The filing by Daimler, which still holds 19.9 percent of Chrysler, showed that its Chrysler stake is worth about $850 million, which suggests the U.S. auto operations are worth a total of $4.2 billion, according to the Free Press. If that is correct, the total would be down by $6.8 billion since just August.

The paper pointed out that back then, Daimler figured its stake in Chrysler as worth closer to $2.2 billion, indicating that all of Chrysler was worth around $11 billion. Daimler said it reports Chrysler’s numbers after a 3-month lag.

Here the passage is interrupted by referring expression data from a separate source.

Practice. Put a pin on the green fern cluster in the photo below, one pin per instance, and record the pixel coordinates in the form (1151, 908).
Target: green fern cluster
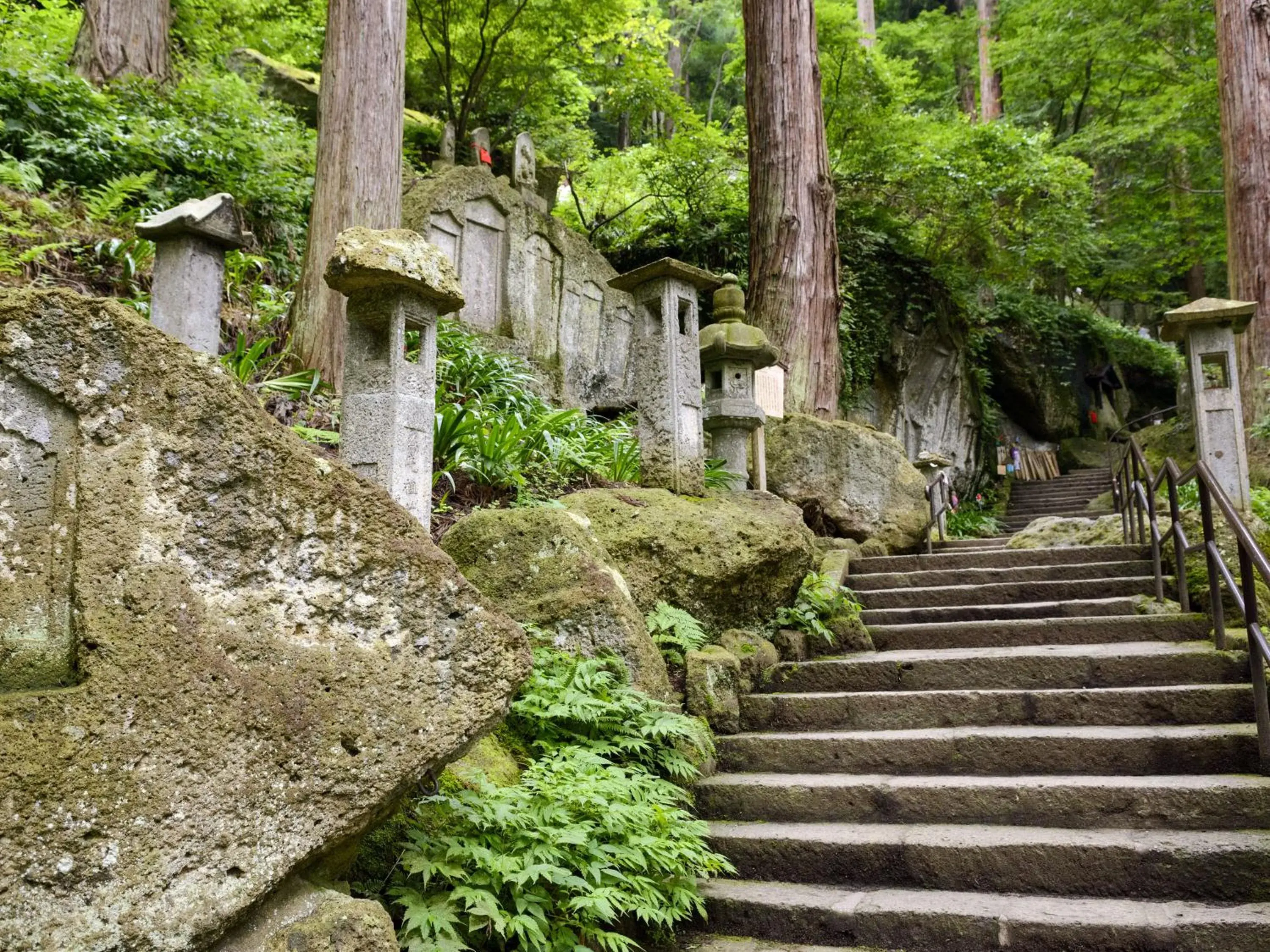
(675, 631)
(592, 839)
(820, 600)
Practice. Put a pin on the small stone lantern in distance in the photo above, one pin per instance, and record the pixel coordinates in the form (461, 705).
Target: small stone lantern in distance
(1207, 328)
(731, 353)
(395, 282)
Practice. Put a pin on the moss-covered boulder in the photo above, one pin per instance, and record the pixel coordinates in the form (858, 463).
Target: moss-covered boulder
(849, 480)
(1060, 532)
(544, 565)
(253, 653)
(731, 560)
(713, 683)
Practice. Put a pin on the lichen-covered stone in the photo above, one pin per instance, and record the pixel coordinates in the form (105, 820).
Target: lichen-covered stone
(713, 685)
(755, 653)
(369, 259)
(1060, 532)
(731, 560)
(270, 652)
(848, 479)
(304, 917)
(545, 567)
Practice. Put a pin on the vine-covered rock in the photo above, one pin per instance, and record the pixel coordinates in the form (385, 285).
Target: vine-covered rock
(731, 560)
(848, 479)
(545, 567)
(247, 653)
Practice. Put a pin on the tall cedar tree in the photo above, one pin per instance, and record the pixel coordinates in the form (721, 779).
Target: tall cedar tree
(793, 234)
(359, 173)
(1244, 83)
(124, 37)
(990, 79)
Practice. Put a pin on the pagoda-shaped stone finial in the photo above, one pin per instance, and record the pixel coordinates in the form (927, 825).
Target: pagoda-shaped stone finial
(731, 353)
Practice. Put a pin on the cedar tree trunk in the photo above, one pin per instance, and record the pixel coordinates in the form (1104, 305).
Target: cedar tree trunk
(793, 234)
(990, 80)
(1244, 84)
(868, 22)
(120, 37)
(359, 176)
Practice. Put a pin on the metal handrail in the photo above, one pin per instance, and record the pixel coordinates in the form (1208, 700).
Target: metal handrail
(1135, 488)
(941, 503)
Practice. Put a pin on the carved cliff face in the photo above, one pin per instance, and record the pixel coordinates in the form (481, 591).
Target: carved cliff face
(221, 654)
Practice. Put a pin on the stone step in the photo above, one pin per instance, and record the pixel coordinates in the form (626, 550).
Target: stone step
(910, 710)
(988, 577)
(1226, 866)
(999, 751)
(1010, 592)
(1124, 664)
(1156, 801)
(1041, 631)
(929, 921)
(1005, 611)
(999, 559)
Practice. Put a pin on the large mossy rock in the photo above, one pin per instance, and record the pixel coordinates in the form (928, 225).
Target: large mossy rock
(545, 567)
(849, 480)
(265, 650)
(731, 560)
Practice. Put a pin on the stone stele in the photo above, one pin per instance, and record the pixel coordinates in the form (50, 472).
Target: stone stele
(266, 653)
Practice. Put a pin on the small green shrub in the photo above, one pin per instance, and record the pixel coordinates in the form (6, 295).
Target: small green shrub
(675, 633)
(578, 847)
(820, 600)
(972, 522)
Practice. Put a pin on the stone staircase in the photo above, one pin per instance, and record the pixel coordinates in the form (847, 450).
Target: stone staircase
(1068, 495)
(1024, 763)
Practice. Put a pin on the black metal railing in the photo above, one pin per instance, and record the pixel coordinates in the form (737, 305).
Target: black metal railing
(1136, 490)
(939, 494)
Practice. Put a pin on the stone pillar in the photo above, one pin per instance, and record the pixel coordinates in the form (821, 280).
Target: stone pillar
(190, 268)
(395, 282)
(731, 353)
(668, 372)
(1208, 328)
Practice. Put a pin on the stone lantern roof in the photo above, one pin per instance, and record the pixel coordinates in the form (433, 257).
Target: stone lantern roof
(729, 337)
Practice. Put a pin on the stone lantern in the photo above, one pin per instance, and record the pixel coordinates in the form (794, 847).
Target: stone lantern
(191, 242)
(668, 372)
(395, 282)
(1208, 328)
(731, 353)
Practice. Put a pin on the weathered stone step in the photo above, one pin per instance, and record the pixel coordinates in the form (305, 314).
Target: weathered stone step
(987, 577)
(1226, 866)
(1010, 592)
(1041, 631)
(1124, 664)
(999, 751)
(1169, 801)
(896, 710)
(925, 921)
(1006, 611)
(999, 559)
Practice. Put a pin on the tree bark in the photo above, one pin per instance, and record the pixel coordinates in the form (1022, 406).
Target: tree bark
(124, 37)
(1244, 84)
(793, 234)
(868, 22)
(359, 174)
(990, 80)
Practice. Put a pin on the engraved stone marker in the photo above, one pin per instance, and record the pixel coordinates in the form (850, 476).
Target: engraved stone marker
(668, 372)
(190, 268)
(731, 353)
(395, 282)
(1208, 328)
(37, 537)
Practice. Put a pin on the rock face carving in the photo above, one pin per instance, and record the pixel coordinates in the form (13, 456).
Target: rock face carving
(270, 650)
(531, 282)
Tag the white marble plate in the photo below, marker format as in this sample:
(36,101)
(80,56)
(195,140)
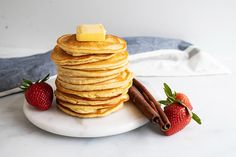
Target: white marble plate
(57,122)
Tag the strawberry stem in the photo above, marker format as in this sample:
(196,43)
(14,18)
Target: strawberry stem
(171,98)
(196,118)
(45,78)
(28,83)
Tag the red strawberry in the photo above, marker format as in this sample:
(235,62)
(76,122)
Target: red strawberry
(178,109)
(38,94)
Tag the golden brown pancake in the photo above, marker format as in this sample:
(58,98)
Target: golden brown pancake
(116,61)
(121,80)
(112,44)
(86,73)
(90,115)
(97,93)
(60,57)
(85,80)
(73,99)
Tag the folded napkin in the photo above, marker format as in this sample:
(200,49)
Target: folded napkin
(173,62)
(161,56)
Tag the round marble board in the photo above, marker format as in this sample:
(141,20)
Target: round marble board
(57,122)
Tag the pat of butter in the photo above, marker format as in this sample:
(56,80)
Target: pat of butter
(90,32)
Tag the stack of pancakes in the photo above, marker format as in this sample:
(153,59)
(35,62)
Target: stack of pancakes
(93,79)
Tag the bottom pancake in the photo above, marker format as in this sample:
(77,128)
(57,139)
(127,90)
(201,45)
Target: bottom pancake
(90,115)
(73,99)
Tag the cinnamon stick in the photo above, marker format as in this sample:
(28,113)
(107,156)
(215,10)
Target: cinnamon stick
(147,104)
(137,98)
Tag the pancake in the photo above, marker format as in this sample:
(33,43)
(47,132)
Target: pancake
(112,44)
(97,93)
(116,61)
(90,115)
(73,99)
(121,80)
(85,80)
(60,57)
(86,73)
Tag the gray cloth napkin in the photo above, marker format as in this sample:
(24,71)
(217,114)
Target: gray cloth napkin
(13,70)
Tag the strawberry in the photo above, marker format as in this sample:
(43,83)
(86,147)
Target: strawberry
(38,94)
(178,109)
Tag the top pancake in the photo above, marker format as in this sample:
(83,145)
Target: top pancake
(60,57)
(70,45)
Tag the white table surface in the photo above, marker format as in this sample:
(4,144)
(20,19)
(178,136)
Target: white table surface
(212,98)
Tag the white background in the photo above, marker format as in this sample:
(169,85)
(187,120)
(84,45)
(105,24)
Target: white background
(36,24)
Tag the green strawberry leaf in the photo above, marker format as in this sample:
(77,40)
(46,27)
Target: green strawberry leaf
(196,118)
(27,81)
(45,78)
(167,90)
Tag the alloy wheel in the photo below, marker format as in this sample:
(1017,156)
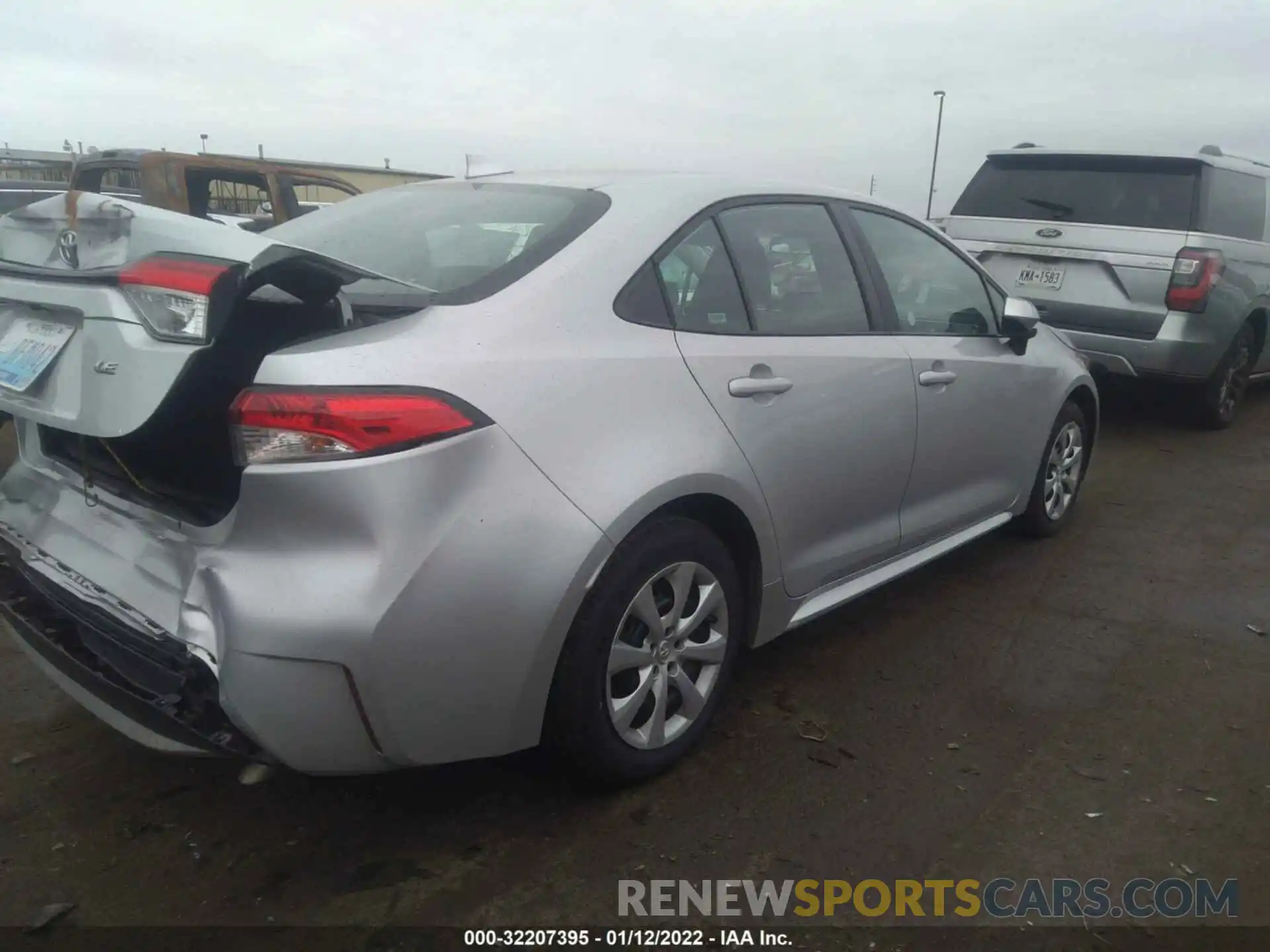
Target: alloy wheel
(1235,381)
(1064,470)
(667,655)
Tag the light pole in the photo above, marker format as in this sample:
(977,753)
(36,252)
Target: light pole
(939,125)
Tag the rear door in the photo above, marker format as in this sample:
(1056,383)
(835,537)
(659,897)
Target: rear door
(777,331)
(1089,239)
(980,405)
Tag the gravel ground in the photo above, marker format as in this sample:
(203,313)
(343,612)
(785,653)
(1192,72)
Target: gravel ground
(1108,672)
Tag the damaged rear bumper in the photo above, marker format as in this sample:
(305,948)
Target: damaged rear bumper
(151,688)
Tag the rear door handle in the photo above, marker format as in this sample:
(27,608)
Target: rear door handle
(755,386)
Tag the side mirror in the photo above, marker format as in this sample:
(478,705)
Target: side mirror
(1019,324)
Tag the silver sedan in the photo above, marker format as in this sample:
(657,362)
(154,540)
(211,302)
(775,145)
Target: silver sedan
(456,469)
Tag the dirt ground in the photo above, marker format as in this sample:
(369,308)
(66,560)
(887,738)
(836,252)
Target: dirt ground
(1108,672)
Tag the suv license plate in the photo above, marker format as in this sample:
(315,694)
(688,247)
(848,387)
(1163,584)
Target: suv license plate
(1048,277)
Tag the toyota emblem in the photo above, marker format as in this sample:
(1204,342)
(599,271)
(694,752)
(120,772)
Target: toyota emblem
(67,247)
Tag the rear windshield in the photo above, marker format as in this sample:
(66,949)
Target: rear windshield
(464,240)
(1140,193)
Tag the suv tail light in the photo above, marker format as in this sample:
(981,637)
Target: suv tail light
(173,296)
(287,426)
(1195,273)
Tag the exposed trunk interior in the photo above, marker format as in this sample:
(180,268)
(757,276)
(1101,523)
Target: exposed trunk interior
(181,461)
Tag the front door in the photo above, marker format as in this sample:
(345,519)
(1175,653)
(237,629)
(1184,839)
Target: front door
(977,400)
(821,404)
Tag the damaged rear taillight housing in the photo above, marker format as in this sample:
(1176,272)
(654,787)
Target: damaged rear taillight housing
(1197,270)
(288,426)
(175,295)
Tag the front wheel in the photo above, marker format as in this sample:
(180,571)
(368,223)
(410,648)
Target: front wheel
(643,669)
(1062,470)
(1222,394)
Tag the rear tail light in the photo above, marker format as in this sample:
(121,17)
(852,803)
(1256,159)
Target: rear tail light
(1197,270)
(173,296)
(284,426)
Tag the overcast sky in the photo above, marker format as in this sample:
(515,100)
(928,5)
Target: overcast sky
(829,92)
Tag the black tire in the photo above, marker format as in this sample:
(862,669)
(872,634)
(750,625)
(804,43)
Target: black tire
(1223,393)
(578,728)
(1037,520)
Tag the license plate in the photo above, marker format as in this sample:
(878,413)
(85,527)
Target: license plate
(27,348)
(1048,277)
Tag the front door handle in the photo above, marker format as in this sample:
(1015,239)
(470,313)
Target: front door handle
(756,386)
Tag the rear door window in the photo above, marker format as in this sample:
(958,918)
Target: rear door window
(795,270)
(1126,190)
(934,290)
(701,286)
(1234,205)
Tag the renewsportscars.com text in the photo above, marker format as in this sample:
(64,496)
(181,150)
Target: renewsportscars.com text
(999,898)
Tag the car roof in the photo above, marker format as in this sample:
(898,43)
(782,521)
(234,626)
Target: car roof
(1253,167)
(687,188)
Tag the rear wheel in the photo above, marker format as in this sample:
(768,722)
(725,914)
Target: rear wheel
(646,663)
(1223,393)
(1062,470)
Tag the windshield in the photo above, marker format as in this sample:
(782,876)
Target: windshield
(1142,193)
(464,240)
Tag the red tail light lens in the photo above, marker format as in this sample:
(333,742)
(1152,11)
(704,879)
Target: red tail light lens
(173,295)
(280,426)
(1197,270)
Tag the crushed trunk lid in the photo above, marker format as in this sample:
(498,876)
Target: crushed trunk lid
(79,349)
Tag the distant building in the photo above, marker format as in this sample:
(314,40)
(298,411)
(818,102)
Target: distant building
(365,178)
(34,165)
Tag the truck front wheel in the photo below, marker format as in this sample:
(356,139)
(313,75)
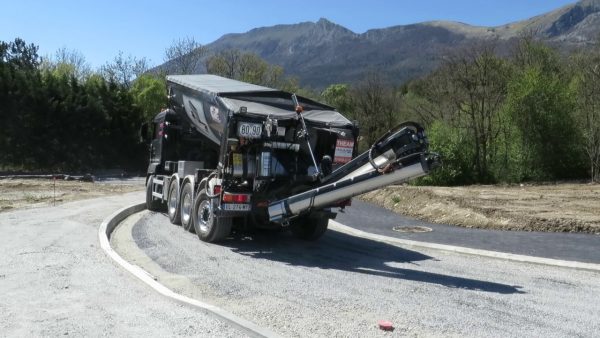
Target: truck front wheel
(309,228)
(209,227)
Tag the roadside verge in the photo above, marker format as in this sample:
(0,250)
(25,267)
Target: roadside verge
(336,226)
(104,232)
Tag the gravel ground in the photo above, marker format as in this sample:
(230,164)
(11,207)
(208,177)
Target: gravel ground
(56,280)
(342,285)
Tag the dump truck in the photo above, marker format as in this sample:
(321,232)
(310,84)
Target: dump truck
(227,154)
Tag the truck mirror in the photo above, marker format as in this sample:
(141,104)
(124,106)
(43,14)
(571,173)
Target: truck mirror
(144,136)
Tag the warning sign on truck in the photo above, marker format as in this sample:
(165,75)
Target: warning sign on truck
(343,151)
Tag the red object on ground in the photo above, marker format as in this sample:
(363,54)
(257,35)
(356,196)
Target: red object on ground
(385,325)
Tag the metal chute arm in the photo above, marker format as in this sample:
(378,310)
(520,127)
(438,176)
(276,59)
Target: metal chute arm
(403,152)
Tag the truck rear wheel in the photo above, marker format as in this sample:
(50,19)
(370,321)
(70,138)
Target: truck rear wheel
(309,228)
(186,203)
(152,203)
(173,203)
(209,227)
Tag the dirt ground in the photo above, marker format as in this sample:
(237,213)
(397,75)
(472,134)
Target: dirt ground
(22,193)
(556,207)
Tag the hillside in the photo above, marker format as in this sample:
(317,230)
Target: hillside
(320,53)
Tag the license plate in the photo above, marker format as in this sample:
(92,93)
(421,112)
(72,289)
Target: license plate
(235,207)
(343,151)
(249,130)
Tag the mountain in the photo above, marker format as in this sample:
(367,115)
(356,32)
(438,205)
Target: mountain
(321,53)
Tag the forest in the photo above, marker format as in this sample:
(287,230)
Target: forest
(531,115)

The situation appeared to be much different a year ago, at least in terms of earnings. The report made in April 2007,when Chrysler was wholly owned by what was known as DaimlerChrysler, and still listed on the New York Stock Exchange, was the first in which European Union law required reporting under IFRS instead of GAAP. And the numbers then showed the change resulting in an increase in overall reported revenues, net income, and earnings per share, although group operating profit was reduced. The switch also reduced the loss suffered by the company’s Chrysler division — the only DaimlerChrysler unit to show a loss — from $1.5 billion to $682 million.

For the past five years, the Financial Accounting Standards Board and the International Accounting Standards Board have been working to merge U.S. accounting rules with IFRS. But this so-called convergence is shaping up to be more of a takeover than a merger of equals — many who favor a single global standard hope to wipe out GAAP altogether.

However, as we pointed out earlier this month, experts at the Big Four accounting firms say a Securities and Exchange Commission mandate for all U.S. publicly traded companies to use IFRS is inevitable.

The SEC does plan to release a road map in late spring for transitioning U.S. public companies to the international standards, but it has not yet said whether adopting IFRS will be mandatory. Still, many SEC watchers expect the agency to eventually scrap GAAP.